The picks kept coming, and each one felt to DeJuan like a blow to his gut. Toney Douglas? Christian Eyenga? The second round rolled around, and Blair's dreams of a guaranteed contract started to fade away. He began to worry that he wouldn't be picked at all, as unimaginable as that sounded. Sergio Lull, DaJuan Summers, Sam Young, his teammate in Pitt. Then it was the turn of the Spurs, the only team that hadn't belittled him yet.
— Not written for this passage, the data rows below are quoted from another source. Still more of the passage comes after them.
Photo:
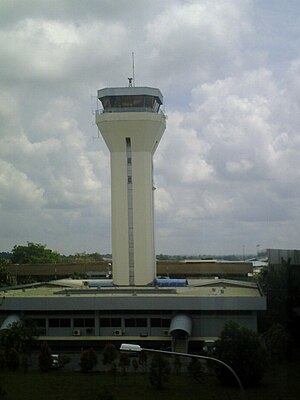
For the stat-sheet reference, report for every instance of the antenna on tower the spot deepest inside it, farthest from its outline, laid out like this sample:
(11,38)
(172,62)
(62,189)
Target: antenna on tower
(133,80)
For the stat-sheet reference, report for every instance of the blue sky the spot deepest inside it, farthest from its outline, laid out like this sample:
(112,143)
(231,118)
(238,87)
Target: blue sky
(227,169)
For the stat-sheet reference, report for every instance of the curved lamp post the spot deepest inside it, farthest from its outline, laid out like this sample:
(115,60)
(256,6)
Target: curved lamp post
(137,348)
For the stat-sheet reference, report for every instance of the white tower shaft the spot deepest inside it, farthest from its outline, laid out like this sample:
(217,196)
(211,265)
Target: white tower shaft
(132,137)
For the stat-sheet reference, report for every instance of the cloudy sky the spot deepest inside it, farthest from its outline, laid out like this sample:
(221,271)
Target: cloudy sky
(227,170)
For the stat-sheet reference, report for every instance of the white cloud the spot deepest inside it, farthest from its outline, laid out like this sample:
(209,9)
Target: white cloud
(227,167)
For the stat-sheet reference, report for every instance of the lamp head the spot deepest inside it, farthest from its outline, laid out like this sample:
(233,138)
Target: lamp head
(130,347)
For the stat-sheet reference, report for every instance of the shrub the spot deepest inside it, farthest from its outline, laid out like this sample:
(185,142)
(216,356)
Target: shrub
(45,358)
(244,351)
(159,371)
(12,359)
(88,360)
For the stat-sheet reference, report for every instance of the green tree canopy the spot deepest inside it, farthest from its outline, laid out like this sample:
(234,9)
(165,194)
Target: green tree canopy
(244,351)
(159,371)
(34,253)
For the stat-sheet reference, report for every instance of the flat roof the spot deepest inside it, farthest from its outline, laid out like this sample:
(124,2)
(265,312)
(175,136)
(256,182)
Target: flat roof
(131,91)
(211,295)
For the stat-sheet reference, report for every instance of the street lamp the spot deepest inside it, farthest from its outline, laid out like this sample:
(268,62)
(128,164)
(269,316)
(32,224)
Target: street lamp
(135,348)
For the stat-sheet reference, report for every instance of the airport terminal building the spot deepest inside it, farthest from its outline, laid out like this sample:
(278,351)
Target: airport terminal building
(182,317)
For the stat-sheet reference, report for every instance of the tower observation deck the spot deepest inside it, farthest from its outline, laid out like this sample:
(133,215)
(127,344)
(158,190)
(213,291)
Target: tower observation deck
(132,124)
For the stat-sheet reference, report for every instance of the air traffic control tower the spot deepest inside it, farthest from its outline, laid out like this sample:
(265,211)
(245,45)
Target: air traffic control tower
(132,125)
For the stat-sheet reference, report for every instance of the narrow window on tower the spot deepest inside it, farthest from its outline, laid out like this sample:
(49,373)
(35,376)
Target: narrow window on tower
(130,212)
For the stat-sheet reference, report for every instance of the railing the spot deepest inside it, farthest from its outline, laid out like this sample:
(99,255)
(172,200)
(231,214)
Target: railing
(128,109)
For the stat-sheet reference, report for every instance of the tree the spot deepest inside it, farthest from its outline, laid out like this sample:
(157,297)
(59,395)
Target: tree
(88,360)
(177,365)
(17,336)
(5,278)
(12,358)
(24,362)
(34,253)
(277,341)
(45,358)
(195,369)
(244,351)
(124,362)
(159,371)
(109,355)
(105,395)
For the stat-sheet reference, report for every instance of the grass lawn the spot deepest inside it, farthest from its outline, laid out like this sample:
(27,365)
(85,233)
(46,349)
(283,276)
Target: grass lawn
(281,384)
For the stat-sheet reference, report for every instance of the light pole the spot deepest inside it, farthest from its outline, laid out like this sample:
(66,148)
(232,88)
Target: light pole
(137,348)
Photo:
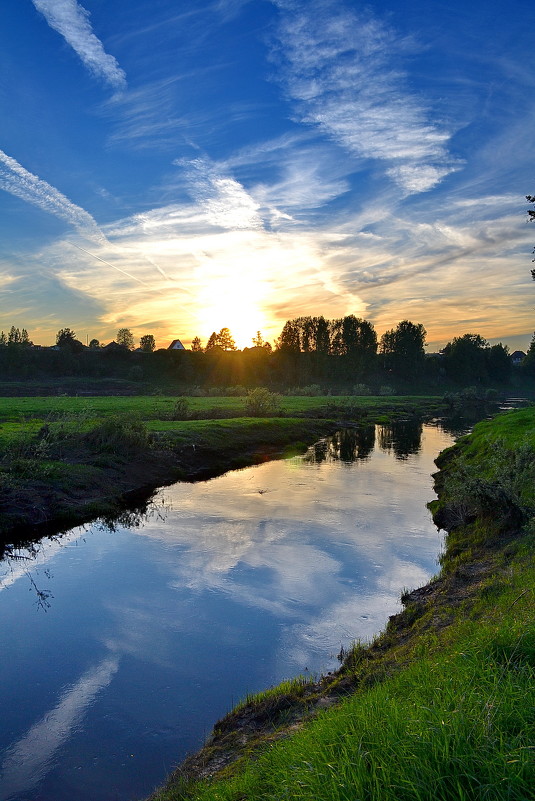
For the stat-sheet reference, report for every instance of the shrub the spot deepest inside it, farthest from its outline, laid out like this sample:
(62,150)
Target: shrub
(118,435)
(181,410)
(235,392)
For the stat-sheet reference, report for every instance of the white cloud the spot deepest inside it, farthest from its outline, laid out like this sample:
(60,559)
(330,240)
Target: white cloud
(338,69)
(223,200)
(71,20)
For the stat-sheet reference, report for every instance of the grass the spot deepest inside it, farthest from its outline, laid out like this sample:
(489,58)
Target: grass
(440,706)
(150,407)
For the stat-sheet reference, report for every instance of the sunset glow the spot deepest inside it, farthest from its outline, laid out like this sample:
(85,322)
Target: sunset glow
(186,167)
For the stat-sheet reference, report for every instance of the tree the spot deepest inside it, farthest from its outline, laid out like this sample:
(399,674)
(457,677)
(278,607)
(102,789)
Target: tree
(125,338)
(65,337)
(403,348)
(499,365)
(465,359)
(147,343)
(289,337)
(222,340)
(213,341)
(528,364)
(225,340)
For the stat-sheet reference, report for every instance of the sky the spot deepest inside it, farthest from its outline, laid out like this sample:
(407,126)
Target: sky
(179,166)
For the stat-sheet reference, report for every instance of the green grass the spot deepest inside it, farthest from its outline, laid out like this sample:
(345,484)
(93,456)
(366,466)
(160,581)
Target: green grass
(441,706)
(23,417)
(150,407)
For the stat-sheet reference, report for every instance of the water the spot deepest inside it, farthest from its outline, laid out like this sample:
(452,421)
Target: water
(121,648)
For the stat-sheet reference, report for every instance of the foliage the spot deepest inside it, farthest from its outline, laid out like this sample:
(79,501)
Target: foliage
(441,712)
(147,343)
(119,435)
(260,402)
(181,410)
(223,340)
(403,349)
(531,217)
(125,338)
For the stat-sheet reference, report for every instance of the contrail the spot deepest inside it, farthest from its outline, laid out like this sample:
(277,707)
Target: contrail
(133,277)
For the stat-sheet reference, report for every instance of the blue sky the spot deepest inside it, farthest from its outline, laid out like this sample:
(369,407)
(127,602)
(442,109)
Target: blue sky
(175,167)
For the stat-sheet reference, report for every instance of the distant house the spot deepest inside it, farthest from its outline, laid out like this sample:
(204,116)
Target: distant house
(176,344)
(517,357)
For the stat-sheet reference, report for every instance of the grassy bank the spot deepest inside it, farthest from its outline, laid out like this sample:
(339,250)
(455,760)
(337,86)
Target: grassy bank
(440,705)
(66,460)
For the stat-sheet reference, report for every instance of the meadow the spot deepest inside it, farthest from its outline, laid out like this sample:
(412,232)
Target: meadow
(439,707)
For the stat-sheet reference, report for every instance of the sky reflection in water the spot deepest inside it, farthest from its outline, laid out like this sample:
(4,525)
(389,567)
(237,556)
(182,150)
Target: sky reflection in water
(227,587)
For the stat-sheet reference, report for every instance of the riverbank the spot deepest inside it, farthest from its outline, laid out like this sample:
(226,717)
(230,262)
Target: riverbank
(439,706)
(67,460)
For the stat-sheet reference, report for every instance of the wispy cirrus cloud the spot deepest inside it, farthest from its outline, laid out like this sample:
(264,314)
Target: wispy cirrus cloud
(18,181)
(71,20)
(224,201)
(338,68)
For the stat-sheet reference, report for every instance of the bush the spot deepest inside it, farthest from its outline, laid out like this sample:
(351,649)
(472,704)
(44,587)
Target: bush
(236,392)
(119,436)
(260,402)
(181,410)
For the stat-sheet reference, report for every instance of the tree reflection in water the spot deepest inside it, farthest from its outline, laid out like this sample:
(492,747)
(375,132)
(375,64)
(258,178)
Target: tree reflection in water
(27,558)
(403,437)
(347,445)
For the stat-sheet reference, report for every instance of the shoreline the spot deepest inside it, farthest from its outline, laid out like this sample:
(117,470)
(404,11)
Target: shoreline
(483,540)
(60,474)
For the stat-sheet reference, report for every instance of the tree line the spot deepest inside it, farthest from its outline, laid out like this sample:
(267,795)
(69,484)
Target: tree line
(341,354)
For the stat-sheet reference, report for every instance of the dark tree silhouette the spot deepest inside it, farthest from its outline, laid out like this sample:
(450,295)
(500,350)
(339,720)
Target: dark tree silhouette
(531,216)
(147,343)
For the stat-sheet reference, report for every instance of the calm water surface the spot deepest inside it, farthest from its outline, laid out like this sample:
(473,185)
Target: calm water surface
(121,648)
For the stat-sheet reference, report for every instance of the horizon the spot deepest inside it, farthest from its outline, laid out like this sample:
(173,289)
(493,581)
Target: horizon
(186,167)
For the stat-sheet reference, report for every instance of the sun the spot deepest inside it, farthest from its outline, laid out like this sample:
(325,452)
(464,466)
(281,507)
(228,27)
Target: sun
(234,303)
(232,294)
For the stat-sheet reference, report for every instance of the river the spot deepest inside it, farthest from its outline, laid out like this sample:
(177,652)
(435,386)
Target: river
(122,644)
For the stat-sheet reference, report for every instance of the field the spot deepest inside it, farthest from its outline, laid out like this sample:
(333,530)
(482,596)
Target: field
(69,459)
(439,707)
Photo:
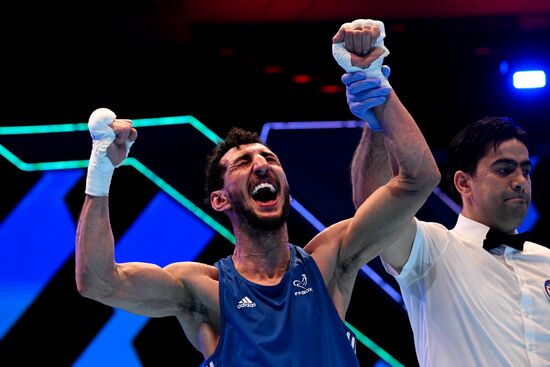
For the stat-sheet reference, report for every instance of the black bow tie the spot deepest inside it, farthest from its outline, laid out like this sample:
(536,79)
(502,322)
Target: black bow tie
(496,238)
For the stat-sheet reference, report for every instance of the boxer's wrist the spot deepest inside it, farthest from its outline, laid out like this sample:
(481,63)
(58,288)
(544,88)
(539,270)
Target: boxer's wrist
(100,167)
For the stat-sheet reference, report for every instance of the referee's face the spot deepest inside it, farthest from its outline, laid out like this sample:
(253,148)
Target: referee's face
(499,193)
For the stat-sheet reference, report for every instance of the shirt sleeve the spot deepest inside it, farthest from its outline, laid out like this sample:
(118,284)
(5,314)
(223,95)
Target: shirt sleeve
(429,244)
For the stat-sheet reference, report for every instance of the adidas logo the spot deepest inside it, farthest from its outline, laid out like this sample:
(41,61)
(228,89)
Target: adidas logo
(246,302)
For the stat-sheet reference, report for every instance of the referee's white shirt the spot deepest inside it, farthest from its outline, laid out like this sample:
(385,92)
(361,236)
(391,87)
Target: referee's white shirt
(469,307)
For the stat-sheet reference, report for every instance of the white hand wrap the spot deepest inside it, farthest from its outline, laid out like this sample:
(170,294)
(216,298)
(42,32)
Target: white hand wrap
(343,57)
(100,168)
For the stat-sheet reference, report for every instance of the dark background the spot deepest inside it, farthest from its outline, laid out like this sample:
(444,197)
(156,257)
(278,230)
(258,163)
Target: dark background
(246,63)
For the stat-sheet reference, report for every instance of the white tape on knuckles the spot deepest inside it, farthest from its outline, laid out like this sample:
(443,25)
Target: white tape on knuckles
(100,167)
(343,56)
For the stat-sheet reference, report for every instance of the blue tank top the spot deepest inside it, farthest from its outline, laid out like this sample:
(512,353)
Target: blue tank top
(291,324)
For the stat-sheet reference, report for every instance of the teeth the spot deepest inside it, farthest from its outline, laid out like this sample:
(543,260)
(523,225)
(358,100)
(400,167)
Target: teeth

10 seconds later, the choice was done. He was drafted. He heard the cheers around him, but almost didn't react to them - he was numb with anger. 37th? They were going to pay for that, each and every front office that had let him go for lesser players. He was going to prove them all wrong, so wrong. He shook hands and accepted hugs in a detached manner but with a smile on his lips, and attended the waiting press with an awkwardness that was caused by both his inexperience and the residual anger that clouded his mind. Then he was finally alone in a private hall, and two men were walking towards him. He knew them, of course: RC Buford and Gregg Popovich. Gregg Popovich, his new coach.
Buford shook his head, talked about how excited the Spurs were he would be in the team, and spouted a number of platitudes that nevertheless managed to put DeJuan at easy. Buford had a contagious smile; maybe it wasn't so bad after all that he had fallen to these Spurs. But then Buford left, and he was alone with Popovich. He found the bearded coach to be friendly, but also serious and very straightforward. Gregg Popovich had no use for small talk.
Popovich locked eyes with DeJuan. "Are you angry that you slid to the second round, DeJuan?"
It was so sudden that DeJuan couldn't hide a surprised look. Was he that transparent? He grudgingly admitted that yes, he was angry at the result of the draft.
"I don't blame you, DeJuan. It's only logical that you feel that way. You deserved far better - you might be the most special player in this draft." His voice grew deeper. "But anger has no place in the NBA, or the Spurs." Popovich never looked away, and DeJuan found himself nodding.
"Never get angry, DeJuan. Never."
He held DeJuan's eyes for another moment, and then relaxed. DeJuan blinked and exhaled, realizing he had been holding his breath.
Popovich shook DeJuan's hand, told him they would see each other again for their first practice next week, said goodbye, and then simply walked away. DeJuan stood alone in the hall, looking at Popovich's retreating back and wondering what his future would be like, playing for the Spurs with legends like Tim Duncan.
His NBA days were only starting.
I failed. I meant to write something short and humorous, and I ended up producing something long, serious and with a vague plot. I don't know where I went wrong, but wrong I went. At the end I just wanted to finish writing this so I could move back to my travelogue, which defeats the purpose of taking a break. Still, don't take it too seriously.
Emo rant aside, thanks to Q for proofreading this. She's a harsh editor, but fortunately I don't have an ego. Anymore.
Oh, and SiMA, I know you hated this. You're allowed to rip it to shreds in the comments.